By default, loguru has a sink to `stderr` enabled. If your application also uses loguru, library logs appear in your configured sinks automatically.
### Suppress library logs
```python
from loguru import logger
logger.disable("planetarytime")
```
### Filter by level
```python
from loguru import logger
import sys
logger.add(sys.stderr, filter={"planetarytime": "WARNING"})
```
## Refreshing data
Rotation periods, orbital periods, and discovery/contact dates are stored in [`src/planetarytime/_data.py`](src/planetarytime/_data.py).
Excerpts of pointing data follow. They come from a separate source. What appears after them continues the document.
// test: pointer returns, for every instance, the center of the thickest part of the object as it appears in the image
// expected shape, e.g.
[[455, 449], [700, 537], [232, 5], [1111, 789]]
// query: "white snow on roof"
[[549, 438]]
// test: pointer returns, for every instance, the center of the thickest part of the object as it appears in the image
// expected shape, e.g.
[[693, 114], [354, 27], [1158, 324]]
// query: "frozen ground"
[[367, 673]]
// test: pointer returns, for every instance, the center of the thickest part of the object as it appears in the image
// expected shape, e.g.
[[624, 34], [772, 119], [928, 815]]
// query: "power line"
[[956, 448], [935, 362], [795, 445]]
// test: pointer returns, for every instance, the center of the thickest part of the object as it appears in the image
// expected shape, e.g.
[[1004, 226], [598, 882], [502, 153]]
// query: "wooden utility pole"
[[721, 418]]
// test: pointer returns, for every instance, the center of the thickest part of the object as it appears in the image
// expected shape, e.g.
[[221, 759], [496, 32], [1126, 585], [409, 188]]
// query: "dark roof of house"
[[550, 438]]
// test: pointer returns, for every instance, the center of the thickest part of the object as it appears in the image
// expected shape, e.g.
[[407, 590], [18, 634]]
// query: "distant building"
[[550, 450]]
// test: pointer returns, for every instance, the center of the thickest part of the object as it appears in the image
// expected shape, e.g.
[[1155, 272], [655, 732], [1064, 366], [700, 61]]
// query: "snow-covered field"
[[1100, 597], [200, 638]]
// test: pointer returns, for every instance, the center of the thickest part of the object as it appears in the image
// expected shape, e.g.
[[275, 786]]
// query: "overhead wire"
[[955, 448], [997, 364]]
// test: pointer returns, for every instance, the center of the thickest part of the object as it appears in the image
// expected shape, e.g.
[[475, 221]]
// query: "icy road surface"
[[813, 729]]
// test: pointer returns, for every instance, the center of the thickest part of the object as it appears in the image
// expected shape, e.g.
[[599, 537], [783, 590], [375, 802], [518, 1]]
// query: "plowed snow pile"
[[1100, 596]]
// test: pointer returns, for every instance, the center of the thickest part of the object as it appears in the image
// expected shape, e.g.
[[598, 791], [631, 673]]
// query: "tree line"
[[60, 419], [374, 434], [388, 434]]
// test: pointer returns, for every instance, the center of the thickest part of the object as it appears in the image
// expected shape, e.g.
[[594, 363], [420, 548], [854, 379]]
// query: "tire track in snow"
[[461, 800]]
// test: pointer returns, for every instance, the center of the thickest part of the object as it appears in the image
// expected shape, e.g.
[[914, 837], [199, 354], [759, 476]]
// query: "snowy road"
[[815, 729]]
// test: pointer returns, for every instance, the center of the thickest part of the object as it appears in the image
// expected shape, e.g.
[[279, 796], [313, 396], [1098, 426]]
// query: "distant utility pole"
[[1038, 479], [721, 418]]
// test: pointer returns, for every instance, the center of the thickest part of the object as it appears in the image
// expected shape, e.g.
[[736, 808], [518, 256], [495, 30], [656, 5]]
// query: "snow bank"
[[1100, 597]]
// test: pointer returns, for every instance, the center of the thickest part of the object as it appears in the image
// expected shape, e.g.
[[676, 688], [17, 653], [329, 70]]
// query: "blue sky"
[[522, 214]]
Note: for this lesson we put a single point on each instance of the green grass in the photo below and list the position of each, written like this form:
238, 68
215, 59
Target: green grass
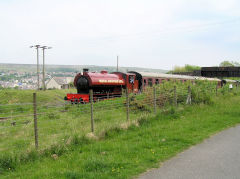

To regenerate this file from Wikidata:
```bash
python scripts/refresh_data.py # fetch and write _data.py
python scripts/refresh_data.py --dry-run # preview without writing
```
The script requires only the Python standard library. Run your test suite afterwards to verify the updated values.